4. Create Main Workflow

Create the main workflow that calls the sub-workflow in sysinfo/main-collect-sysinfo.yaml.

cat > sysinfo/main-collect-sysinfo.yaml << 'EOF'
name: main-collect-sysinfo

description: |
Main workflow to collect system information from all compute nodes in parallel.
Executes collect-sysinfo.yaml on each node.

steps:
- states: ["0", "end"]
note: Execute collect-sysinfo.yaml in parallel on all nodes
actions:
- actor: nodeGroup
method: apply
arguments:
actor: "node-*"
method: runWorkflow
arguments: ["collect-sysinfo.yaml"]
EOF

5. Execute Workflow

./actor_iac.java run -w sysinfo/main-collect-sysinfo.yaml -i inventory.ini -g compute
OptionDescription
-w sysinfo/main-collect-sysinfo.yamlWorkflow file to execute
-i inventory.iniInventory file
-g computeTarget group

actor-IaC executes sub-workflows in parallel on 6 nodes. Output from each node is prefixed with [node-node13] etc. All logs are automatically saved to actor-iac-logs.mv.db.

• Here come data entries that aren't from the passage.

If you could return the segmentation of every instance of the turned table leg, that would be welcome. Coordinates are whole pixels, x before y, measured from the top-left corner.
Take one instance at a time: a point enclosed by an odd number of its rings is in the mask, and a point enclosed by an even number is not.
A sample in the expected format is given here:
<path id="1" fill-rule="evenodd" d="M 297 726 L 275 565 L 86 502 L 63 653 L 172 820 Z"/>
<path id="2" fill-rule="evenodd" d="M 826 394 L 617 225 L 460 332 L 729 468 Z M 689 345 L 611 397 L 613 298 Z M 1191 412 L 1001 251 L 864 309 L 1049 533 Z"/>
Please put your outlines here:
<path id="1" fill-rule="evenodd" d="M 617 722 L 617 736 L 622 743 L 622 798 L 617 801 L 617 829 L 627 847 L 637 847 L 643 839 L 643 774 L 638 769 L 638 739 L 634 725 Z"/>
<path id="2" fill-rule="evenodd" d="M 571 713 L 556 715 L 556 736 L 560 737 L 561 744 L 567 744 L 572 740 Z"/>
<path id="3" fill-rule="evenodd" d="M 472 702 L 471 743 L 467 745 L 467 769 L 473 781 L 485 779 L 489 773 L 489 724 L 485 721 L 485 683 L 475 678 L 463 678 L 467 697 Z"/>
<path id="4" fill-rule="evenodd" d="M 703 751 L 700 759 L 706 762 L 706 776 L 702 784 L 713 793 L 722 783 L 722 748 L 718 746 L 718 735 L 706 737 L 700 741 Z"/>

If SSH authentication errors occur, refer to the troubleshooting section in SSH requirements.

6. Directory Structure

Directory structure after completion:

~/works/testcluster-iac/
├── actor_iac.java
├── actor-iac-logs.mv.db ← Automatically created after execution
├── inventory.ini
└── sysinfo/
├── collect-sysinfo.yaml
└── main-collect-sysinfo.yaml

7. Verify Workflow Contents (Optional)

You can verify workflow contents with the describe command.

Workflow list:

./actor_iac.java list -w sysinfo

Workflow details:

./actor_iac.java describe -w sysinfo/collect-sysinfo.yaml --steps

If you write description: and note: in the workflow, you can verify them with the describe command.

Under the hood

Actor Tree Generation

When executing a workflow, actor-IaC reads the inventory file and generates an actor tree. actor-IaC generates a node actor corresponding to each node definition in the inventory file and places it as a child actor of the nodeGroup actor. In the above example, 6 node actors are generated for 6 nodes (node13 to node23).

ROOT actor
└── nodeGroup actor ("nodeGroup")
├── node-node13 actor
├── node-node14 actor
├── node-node15 actor
├── node-node21 actor
├── node-node22 actor
└── node-node23 actor

The purpose of actor-IaC is to execute the same configuration tasks in parallel on multiple servers. To achieve parallel execution, actor-IaC places multiple node actors as child actors under the nodeGroup actor.

ActorRole
nodeGroup actorExecutes the main workflow. Controls which sub-workflows to execute on which nodes
node actorExecutes sub-workflows. Defines the specific commands to execute on each node

Parallel Execution of Sub-Workflows

When the main workflow main-collect-sysinfo.yaml calls the nodeGroup.apply() method, the nodeGroup actor executes the sub-workflow collect-sysinfo.yaml in parallel on all child actors matching the specified pattern (node-*). Each node actor executes commands on the remote node through SSH connection and returns the results.

For log output aggregation and persistence, refer to the tutorial on utilizing results.